O que descrevi com esse pedaço de borracha é uma nova maneira pela qual os matemáticos começaram a ver as formas cerca de cem anos atrás.

Para os gregos antigos, a geometria (palavra que vem do grego e significa, literalmente, “medir a Terra”) tratava de calcular distâncias entre pontos e ângulos. Mas analisar o formato do universo do astronauta no jogo Asteroids não diz respeito tanto a distâncias reais no universo do astronauta, e sim à maneira como esse universo está todo conectado. A nova maneira de olhar as formas, na qual posso empurrá-las e puxá-las de um lado a outro como se fossem feitas de borracha ou massa de modelar, chama-se topologia.

Muita gente usa mapas topológicos diariamente. Você reconhece o mapa da Figura 2.38? É um mapa geométrico do metrô de Londres. Porém, embora seja geograficamente preciso, não serve muito bem para você achar seu caminho.

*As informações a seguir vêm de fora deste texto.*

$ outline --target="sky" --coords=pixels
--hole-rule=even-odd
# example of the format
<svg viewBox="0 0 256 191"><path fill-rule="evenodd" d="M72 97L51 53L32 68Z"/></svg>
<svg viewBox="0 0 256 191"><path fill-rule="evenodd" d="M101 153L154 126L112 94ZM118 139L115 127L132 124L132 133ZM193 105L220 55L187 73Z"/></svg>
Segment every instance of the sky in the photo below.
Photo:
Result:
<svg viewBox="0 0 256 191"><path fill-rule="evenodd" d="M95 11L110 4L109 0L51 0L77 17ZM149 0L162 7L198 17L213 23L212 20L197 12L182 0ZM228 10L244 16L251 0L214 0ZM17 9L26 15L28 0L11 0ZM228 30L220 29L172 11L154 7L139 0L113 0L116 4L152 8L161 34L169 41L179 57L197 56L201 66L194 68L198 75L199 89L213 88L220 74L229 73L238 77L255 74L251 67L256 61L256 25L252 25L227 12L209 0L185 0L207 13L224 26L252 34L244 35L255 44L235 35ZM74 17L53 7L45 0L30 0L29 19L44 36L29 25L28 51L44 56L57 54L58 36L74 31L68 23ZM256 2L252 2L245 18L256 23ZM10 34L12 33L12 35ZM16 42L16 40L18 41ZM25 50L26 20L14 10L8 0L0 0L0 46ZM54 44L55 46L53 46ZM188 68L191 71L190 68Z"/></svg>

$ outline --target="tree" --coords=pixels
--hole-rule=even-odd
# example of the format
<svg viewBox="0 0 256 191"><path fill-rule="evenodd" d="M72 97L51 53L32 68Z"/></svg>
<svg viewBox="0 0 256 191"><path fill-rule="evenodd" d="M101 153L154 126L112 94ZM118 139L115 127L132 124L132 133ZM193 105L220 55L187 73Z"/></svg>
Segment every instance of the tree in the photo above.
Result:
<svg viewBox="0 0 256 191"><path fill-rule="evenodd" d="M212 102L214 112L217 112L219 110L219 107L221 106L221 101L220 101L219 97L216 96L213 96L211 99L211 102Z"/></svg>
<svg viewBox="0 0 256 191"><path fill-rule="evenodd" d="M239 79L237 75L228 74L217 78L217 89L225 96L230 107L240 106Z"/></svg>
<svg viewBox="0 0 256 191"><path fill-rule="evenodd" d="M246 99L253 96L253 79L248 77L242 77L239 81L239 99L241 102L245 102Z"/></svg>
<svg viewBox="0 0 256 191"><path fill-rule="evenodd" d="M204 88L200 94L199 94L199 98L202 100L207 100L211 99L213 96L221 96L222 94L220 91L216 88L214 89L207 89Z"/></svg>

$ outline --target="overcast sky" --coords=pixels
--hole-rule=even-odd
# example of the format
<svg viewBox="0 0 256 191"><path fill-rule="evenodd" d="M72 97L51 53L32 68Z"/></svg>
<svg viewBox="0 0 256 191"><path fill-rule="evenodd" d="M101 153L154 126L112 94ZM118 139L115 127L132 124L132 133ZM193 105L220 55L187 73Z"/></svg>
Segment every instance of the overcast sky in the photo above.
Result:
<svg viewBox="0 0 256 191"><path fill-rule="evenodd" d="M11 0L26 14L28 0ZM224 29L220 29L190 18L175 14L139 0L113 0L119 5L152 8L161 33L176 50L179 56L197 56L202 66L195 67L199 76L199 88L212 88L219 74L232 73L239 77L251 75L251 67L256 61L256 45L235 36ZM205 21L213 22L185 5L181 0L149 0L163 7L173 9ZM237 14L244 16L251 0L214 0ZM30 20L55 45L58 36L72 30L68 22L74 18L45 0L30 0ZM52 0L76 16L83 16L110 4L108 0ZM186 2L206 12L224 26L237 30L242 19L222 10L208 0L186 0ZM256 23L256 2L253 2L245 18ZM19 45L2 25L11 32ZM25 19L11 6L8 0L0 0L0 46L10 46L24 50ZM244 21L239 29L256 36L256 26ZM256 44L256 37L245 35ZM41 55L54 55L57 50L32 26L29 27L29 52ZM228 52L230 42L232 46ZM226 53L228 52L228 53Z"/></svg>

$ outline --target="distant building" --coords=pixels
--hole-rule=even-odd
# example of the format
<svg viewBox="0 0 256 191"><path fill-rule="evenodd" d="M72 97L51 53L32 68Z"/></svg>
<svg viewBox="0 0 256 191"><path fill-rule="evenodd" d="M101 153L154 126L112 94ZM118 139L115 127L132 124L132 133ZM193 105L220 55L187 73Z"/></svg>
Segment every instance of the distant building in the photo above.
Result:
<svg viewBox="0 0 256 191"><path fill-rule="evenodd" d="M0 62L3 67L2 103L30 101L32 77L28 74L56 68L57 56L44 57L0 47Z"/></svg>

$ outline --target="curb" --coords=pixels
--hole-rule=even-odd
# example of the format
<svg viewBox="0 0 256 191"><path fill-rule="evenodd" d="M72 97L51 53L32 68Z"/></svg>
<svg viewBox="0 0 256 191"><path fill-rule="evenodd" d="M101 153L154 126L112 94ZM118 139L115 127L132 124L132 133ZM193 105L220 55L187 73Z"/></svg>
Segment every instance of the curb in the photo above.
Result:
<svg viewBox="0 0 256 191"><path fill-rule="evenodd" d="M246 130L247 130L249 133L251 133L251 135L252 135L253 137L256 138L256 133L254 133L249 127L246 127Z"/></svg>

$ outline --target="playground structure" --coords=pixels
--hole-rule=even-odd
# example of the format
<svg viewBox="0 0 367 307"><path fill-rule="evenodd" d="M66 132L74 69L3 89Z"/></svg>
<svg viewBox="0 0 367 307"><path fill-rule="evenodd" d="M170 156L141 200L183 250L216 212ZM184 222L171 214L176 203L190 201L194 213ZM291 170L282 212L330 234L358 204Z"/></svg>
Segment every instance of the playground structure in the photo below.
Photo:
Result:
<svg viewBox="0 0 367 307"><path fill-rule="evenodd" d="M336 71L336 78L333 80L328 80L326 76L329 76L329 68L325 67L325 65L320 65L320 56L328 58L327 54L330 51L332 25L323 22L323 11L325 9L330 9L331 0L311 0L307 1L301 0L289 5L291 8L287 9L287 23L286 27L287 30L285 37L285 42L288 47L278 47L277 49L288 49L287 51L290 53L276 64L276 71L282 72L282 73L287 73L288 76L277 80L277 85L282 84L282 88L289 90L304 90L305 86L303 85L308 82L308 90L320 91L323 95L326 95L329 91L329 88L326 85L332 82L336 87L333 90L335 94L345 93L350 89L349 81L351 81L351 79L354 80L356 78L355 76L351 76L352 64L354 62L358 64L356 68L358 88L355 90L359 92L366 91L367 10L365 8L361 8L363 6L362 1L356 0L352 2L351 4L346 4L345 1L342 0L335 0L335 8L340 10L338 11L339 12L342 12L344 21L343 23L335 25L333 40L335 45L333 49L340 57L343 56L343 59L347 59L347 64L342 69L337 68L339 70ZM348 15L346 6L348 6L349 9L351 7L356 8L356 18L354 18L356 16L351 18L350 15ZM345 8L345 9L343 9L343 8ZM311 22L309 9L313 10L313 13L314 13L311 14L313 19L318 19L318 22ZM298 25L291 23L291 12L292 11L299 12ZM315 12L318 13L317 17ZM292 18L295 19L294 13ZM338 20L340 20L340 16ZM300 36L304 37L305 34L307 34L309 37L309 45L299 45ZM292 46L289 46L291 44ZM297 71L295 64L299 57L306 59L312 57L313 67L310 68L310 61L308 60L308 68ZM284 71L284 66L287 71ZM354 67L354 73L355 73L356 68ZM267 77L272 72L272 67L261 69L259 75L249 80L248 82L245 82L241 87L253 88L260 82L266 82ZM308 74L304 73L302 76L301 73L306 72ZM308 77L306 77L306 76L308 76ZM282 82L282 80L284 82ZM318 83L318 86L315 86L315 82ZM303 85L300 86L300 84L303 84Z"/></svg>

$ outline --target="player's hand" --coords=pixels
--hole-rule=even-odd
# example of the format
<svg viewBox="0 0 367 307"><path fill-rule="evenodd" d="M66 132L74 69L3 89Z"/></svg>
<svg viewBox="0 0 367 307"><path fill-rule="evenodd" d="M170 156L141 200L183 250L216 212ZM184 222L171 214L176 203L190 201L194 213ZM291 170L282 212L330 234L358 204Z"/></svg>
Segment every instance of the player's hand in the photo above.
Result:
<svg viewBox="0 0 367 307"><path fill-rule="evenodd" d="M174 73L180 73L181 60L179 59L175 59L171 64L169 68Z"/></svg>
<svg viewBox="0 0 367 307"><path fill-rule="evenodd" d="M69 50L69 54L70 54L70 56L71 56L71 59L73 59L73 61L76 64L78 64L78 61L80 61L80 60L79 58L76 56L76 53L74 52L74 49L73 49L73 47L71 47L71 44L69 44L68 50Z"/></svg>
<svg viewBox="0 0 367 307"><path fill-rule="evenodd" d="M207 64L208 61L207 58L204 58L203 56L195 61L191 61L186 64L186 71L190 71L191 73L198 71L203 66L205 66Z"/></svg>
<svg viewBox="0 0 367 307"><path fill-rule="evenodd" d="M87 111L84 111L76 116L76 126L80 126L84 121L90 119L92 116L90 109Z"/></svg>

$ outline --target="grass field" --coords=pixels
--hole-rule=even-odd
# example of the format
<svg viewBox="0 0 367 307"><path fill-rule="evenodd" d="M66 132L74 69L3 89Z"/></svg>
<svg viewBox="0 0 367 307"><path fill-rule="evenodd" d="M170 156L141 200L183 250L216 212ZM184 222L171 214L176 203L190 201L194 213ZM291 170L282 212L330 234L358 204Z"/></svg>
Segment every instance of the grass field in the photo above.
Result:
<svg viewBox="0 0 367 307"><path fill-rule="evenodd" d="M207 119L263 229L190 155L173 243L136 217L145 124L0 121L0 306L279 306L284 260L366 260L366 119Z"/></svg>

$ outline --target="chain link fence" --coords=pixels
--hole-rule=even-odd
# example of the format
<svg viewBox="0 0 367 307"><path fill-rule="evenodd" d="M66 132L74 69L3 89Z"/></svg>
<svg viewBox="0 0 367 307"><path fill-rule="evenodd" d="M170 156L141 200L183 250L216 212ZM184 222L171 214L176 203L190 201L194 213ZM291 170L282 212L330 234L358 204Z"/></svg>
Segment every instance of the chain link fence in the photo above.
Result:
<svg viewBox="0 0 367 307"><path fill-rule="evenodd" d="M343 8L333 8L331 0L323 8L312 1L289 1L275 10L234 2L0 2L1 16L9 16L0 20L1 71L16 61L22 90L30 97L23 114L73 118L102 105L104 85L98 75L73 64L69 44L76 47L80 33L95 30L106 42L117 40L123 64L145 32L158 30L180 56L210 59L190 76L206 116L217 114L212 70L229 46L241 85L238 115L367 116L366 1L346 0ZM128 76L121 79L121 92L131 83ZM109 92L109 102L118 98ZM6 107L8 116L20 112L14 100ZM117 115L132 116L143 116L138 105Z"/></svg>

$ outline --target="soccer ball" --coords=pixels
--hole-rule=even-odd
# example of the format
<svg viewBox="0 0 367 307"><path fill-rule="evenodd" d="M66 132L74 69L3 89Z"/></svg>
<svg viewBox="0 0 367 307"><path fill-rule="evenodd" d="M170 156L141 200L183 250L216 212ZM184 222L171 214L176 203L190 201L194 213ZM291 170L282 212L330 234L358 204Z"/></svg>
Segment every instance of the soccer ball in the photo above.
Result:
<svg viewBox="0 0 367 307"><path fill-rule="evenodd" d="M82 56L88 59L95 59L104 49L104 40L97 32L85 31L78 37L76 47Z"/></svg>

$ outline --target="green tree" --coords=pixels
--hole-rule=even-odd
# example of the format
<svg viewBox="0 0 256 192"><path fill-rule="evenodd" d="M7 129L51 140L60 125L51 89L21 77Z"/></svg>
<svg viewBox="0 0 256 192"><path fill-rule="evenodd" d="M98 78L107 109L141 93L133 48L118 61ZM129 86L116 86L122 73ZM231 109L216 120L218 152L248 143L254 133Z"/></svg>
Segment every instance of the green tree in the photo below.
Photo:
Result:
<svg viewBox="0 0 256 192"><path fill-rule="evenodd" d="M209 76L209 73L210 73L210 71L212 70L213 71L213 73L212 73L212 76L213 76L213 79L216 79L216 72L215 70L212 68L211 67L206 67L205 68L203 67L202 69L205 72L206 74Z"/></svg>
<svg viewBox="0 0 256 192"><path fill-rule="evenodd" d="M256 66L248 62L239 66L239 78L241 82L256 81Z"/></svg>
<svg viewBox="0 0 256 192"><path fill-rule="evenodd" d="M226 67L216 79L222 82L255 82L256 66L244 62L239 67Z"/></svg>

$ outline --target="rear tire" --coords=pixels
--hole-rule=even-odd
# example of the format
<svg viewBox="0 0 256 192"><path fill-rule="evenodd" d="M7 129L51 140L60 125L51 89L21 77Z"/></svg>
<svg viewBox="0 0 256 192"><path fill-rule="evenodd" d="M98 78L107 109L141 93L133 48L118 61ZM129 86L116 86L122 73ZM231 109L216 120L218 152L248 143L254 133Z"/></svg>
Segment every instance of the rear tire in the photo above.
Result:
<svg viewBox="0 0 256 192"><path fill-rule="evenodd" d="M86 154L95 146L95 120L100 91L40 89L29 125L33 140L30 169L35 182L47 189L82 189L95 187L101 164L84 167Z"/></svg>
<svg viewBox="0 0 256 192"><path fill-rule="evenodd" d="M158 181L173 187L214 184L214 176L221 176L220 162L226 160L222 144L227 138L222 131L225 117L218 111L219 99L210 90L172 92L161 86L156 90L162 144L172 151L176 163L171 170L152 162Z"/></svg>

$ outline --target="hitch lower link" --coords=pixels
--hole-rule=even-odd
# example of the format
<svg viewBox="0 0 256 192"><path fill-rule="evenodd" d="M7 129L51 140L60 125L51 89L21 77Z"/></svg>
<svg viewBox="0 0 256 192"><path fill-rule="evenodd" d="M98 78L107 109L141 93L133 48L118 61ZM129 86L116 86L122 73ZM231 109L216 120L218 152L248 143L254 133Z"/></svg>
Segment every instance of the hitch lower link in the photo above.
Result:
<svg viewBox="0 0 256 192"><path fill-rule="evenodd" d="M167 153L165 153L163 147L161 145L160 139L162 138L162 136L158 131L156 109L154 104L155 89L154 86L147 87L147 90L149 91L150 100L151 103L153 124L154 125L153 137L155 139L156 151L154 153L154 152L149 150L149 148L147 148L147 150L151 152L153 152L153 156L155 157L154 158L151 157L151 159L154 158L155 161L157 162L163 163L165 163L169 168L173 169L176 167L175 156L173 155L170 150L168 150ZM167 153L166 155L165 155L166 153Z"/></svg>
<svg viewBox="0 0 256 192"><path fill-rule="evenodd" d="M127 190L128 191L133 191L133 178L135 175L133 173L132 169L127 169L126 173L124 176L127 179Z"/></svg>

Em vez disso, os londrinos usam um mapa topológico,

desenhado pela primeira vez em 1933 por Harry Beck, no qual ele puxou e empurrou o mapa geométrico de modo a obter algo de uso muito mais fácil e agora familiar no mundo todo.

FIGURA 2.38: Um mapa geométrico do metrô de Londres.

Entender se é possível desfazer um nó também é uma questão de topologia, porque temos permissão de puxar os fios de um lado a outro, mas não de cortá-los. Isso é de importância fundamental para biólogos e químicos, pois o DNA humano tende a se entrelaçar formando estranhos nós. Algumas doenças, como o mal de Alzheimer, podem estar relacionadas ao modo de o DNA criar nós em si mesmo, e a matemática tem o potencial de desfazer esses mistérios.

No começo do século XX, o matemático francês Henri Poincaré começou a se perguntar quantas superfícies topologicamente distintas haveria. Isso é como observar todas as possíveis formas que nosso astronauta bidimensional da Atari poderia habitar. Poincaré estava interessado nesses universos da perspectiva topológica, de modo que dois universos poderiam ser encarados como o mesmo se um deles pudesse ser transformado no outro continuamente e sem nenhum corte. Por exemplo, a superfície bidimensional de uma esfera é topologicamente a mesma que a superfície bidimensional de uma bola de rúgbi porque podemos moldar uma a partir da outra. Mas esse universo esférico é uma forma topológica diferente do toro no qual nosso

astronauta da Atari voa, pois não se pode transformar uma esfera numa rosca sem cortar ou colar. Mas que outras formas existem?

FIGURA 2.39: As quatro primeiras formas na classificação topológica de Henri Poincaré de como enrolar superfícies bidimensionais.

Poincaré foi capaz de provar que, por mais complicada que uma forma seja, é sempre possível transformá-la numa das seguintes formas: esfera, toro com um furo, toro com dois furos, toro com três furos ou qualquer número finito de furos. Do ponto de vista topológico, essa é uma lista completa de universos possíveis para nosso astronauta. É o número de furos — a que os matemáticos se referem como genus — que caracteriza a forma. Por exemplo, uma xícara de chá é topologicamente idêntica a uma rosca porque ambas têm um furo. Uma chaleira tem dois furos, um na boca e outro no bico, e pode ser moldada para ter a aparência de um pretzel com dois buracos. Talvez seja mais desafiador entender por que a forma na Figura 2.40, que também tem dois furos, pode ser moldada num pretzel de dois buracos. Com a parte da massa interligada atravessando os furos, parece que

seria necessário cortar para ter êxito na moldagem, mas isso não é preciso.

No final do capítulo eu explico como desfazer os anéis sem cortar.

FIGURA 2.40: Como desfazer os dois anéis interligados através dos furos moldando-os continuamente e sem cortá-los?